While it’s worth mentioning that back in the 90s, people were terribly stigmatized by AIDS, things have changed a lot since then. AIDS is no longer an automatic death sentence. Younger readers who weren’t around back in that time might have trouble understanding… or maybe the book will just serve as sort of an anecdotal history for those who weren’t around when accommodations weren’t made for people with HIV or AIDS.

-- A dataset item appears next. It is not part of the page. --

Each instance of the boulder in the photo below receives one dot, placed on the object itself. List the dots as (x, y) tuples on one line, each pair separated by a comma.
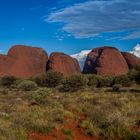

I do think Maggie Kneip is a good writer, although I did notice that she used the exact same colorfully turned sentence twice. How? Because I read it twice within hours this morning. At one point, Kneip writes about how she took her children to their father’s grave in New Hampshire, describing how the stood at attention in sneakers, “offering up tired daisies for their father’s grave”. Within a couple of chapters, she uses the very same description when she writes of her and the children visiting family in New Hampshire, picking blueberries, hiking, and “offering up tired daisies for their father’s grave”. Had the description not been so descriptive and interesting, I probably wouldn’t have noticed, but I got such an image when I read it the first time that it stuck out like a sore thumb the second time I encountered it.

If I were going to rate this book, I think I’d give it 3.5 stars on a scale of five. Kneip has a gift for creative writing and uses some entertaining and clever descriptions in her book, but to me, it just seems like an effort that was both rushed and incomplete. And, I’ve gotta say, as an average woman of average means, I find her tone a bit clueless and self-pitiful. I’m sure she’s not really like that, though, and had she fleshed out this book a bit more, I would not have come away with that impression. Certainly her discovery of John Andrew’s “secret life” and the betrayal she felt was very dramatic and hurtful to her. If she had spent a bit more time on that story, as well as the one that unfolded immediately after John’s death, I might be more convinced as to why this book needed to be written.